How many 3 digit strings are there..
if any digit is allowed in any place?
if the digits are all different?
that do not start with 0 but can have any digit in the other places?
that start and end with different digits?
that have two or three digits that are the same?
the sum of whose digits is divisible by 9?
that have at least one 3?
that have at least one odd digit?
2nd part
How many strings of 9 upper-case English letters are there..

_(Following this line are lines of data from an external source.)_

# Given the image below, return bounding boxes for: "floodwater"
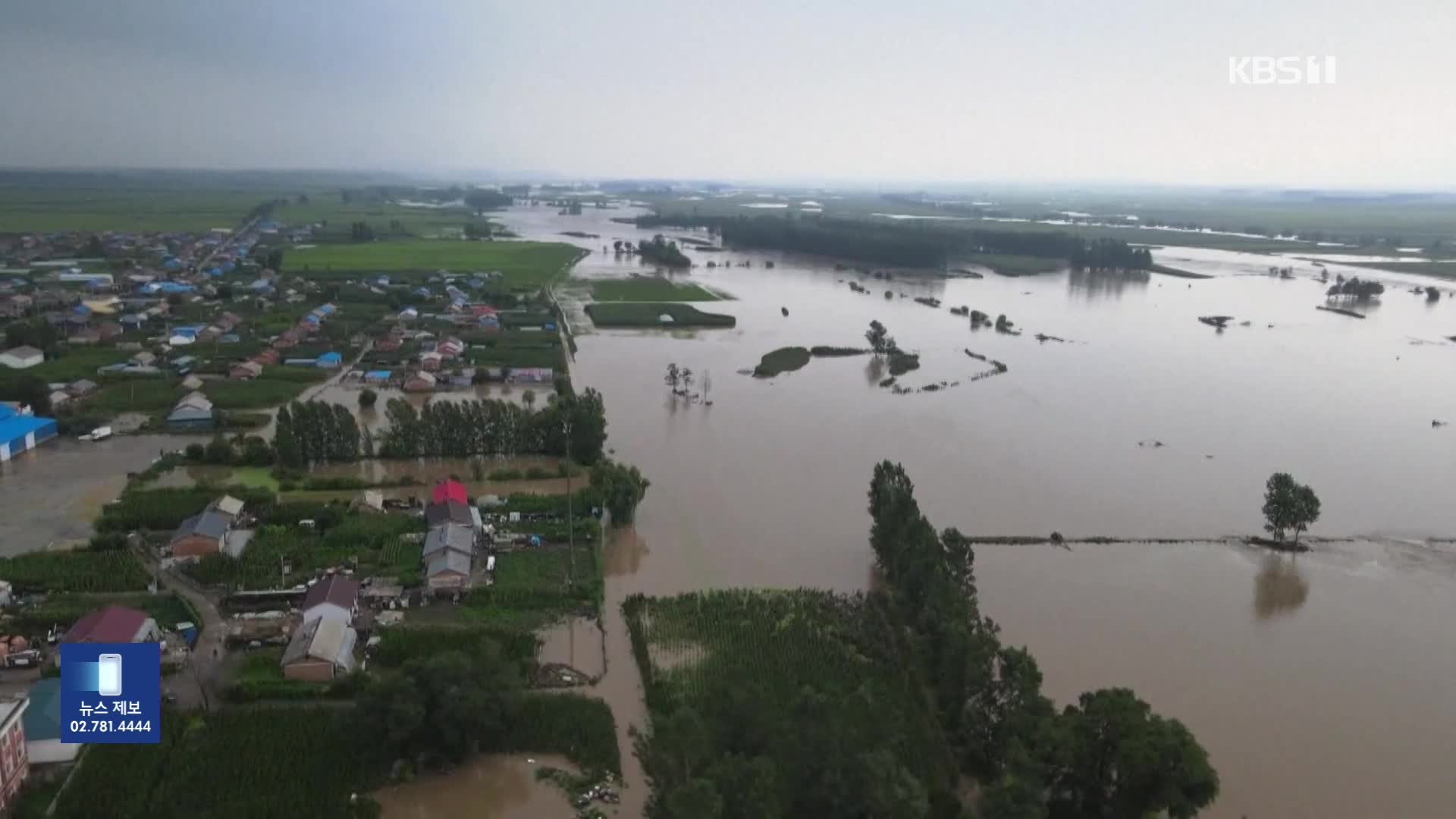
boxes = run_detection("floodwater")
[0,436,174,555]
[372,754,575,819]
[504,201,1456,817]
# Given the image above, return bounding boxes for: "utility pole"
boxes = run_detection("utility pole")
[562,413,576,587]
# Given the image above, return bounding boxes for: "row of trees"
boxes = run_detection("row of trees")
[638,233,693,267]
[638,214,1153,270]
[869,460,1219,817]
[274,400,362,468]
[378,389,607,465]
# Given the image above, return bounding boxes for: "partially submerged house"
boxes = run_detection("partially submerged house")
[168,392,212,430]
[280,617,358,682]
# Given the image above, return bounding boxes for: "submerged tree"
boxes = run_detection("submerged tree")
[864,321,896,356]
[1264,472,1320,545]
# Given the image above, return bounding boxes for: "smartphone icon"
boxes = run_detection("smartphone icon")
[96,654,121,697]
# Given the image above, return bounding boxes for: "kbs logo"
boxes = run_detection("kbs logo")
[1228,57,1335,86]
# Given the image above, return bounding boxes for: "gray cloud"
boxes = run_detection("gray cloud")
[0,0,1456,187]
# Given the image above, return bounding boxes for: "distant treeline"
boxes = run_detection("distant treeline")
[375,389,607,465]
[636,214,1153,270]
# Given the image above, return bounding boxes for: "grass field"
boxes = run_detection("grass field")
[282,239,579,286]
[579,275,718,302]
[587,302,738,328]
[274,193,481,239]
[0,187,259,233]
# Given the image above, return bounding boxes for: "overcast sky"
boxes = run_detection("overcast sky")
[0,0,1456,188]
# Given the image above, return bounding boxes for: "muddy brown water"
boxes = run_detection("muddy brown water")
[505,201,1456,817]
[370,754,575,819]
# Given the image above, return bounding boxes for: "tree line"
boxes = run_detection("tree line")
[869,460,1219,817]
[274,400,369,468]
[638,233,693,267]
[636,214,1153,270]
[377,389,607,465]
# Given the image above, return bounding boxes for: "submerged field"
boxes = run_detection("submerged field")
[623,590,956,817]
[585,302,737,326]
[579,275,718,302]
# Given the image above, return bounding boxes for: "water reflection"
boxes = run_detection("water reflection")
[1254,555,1309,620]
[601,526,651,577]
[864,356,885,386]
[1067,268,1152,302]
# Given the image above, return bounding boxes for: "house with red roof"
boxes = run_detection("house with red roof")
[61,606,162,642]
[429,478,470,504]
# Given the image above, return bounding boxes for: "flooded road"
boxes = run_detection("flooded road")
[0,436,171,555]
[504,201,1456,817]
[372,754,576,819]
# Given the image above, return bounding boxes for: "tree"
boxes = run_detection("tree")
[864,321,890,356]
[1050,688,1219,819]
[1264,472,1320,545]
[592,459,652,523]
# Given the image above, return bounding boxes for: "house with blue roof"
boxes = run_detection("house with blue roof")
[0,403,55,460]
[20,676,82,765]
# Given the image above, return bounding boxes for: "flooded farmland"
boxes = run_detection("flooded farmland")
[505,209,1456,817]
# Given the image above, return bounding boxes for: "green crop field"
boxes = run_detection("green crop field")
[587,302,738,328]
[282,239,581,286]
[0,187,266,233]
[592,275,718,302]
[272,193,483,239]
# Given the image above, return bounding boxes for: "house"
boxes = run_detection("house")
[0,690,29,811]
[425,500,472,528]
[169,509,233,558]
[280,617,358,682]
[228,362,264,379]
[419,510,475,563]
[303,574,359,625]
[22,676,82,765]
[61,606,162,642]
[425,549,470,593]
[0,344,46,370]
[429,478,470,503]
[168,392,212,430]
[207,495,243,519]
[401,373,435,392]
[0,403,55,462]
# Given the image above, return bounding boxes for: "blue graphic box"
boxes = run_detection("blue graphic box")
[61,642,162,743]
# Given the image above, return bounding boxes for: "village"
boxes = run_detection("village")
[0,189,646,814]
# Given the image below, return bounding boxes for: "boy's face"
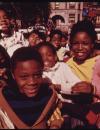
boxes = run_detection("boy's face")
[39,46,57,70]
[13,60,42,97]
[0,10,10,32]
[28,33,41,46]
[71,32,93,61]
[51,34,61,49]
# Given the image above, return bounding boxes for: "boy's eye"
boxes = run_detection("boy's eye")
[20,75,28,79]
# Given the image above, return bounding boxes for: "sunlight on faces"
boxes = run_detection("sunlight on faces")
[39,46,57,70]
[71,32,93,61]
[13,60,42,97]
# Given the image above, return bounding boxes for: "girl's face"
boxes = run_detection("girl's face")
[39,46,57,70]
[28,33,42,46]
[13,60,42,97]
[71,32,93,62]
[51,34,61,49]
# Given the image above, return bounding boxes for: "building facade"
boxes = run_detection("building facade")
[50,2,83,32]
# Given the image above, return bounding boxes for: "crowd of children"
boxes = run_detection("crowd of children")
[0,8,100,129]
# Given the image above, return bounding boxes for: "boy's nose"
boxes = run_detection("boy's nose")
[28,77,36,85]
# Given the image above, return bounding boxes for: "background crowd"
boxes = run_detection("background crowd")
[0,5,100,128]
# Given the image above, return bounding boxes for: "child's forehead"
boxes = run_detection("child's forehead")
[39,45,53,53]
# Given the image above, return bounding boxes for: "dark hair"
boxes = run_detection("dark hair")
[94,43,100,50]
[0,45,10,68]
[70,20,97,44]
[0,6,11,18]
[26,30,46,40]
[50,29,62,39]
[62,32,68,40]
[35,42,56,55]
[11,47,44,71]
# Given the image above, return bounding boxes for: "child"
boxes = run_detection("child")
[66,20,98,82]
[37,42,80,101]
[28,30,46,46]
[0,45,12,87]
[0,47,62,129]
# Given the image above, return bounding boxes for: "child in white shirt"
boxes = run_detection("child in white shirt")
[37,42,80,100]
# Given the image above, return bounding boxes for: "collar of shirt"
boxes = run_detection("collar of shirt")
[45,62,60,72]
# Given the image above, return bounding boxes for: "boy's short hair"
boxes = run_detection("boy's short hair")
[70,20,97,44]
[26,30,46,40]
[50,29,62,39]
[11,47,44,71]
[35,42,57,55]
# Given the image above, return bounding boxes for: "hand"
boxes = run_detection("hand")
[50,84,61,93]
[72,81,94,93]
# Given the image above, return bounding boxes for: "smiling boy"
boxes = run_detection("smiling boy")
[0,47,62,129]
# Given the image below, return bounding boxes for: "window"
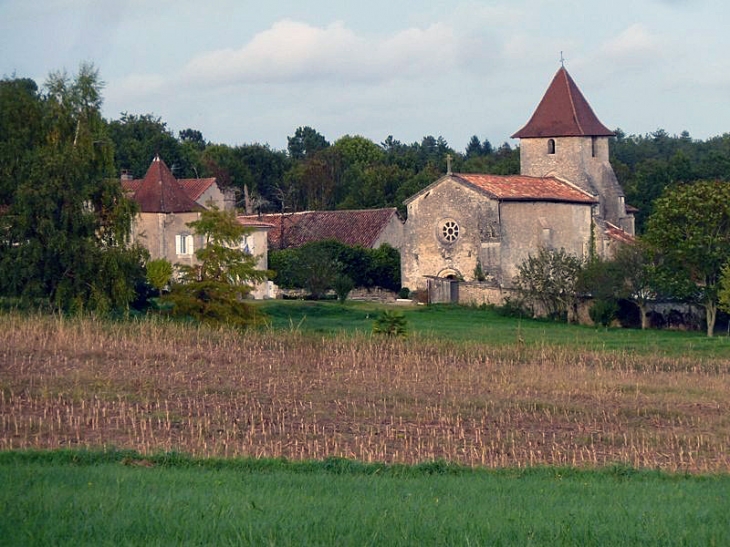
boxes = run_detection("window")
[241,235,256,255]
[175,234,193,255]
[439,219,459,243]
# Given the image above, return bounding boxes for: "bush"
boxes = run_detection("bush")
[333,274,355,302]
[588,300,618,327]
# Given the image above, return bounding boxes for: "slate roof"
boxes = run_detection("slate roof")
[604,222,636,245]
[451,173,598,204]
[238,207,400,249]
[122,156,204,213]
[512,67,615,139]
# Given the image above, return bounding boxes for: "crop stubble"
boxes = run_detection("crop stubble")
[0,314,730,472]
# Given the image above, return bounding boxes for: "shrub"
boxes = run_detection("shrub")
[373,310,408,337]
[588,299,618,327]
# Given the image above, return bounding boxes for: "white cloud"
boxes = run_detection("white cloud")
[104,74,169,104]
[601,23,662,65]
[176,20,480,85]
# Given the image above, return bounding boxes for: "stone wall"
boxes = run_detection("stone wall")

*if letters can be repeated?
if no letter can be repeated?
that start with Q, if letters can be repeated?
that start with Q, if no letter can be repeated?
that start with Q and end with X, if letters can be repeated?
that start with Q and end with X, if no letter can be repeated?
that start and end with a vowel (A, E, I, O, U), if letters can be repeated, also if they can't be repeated???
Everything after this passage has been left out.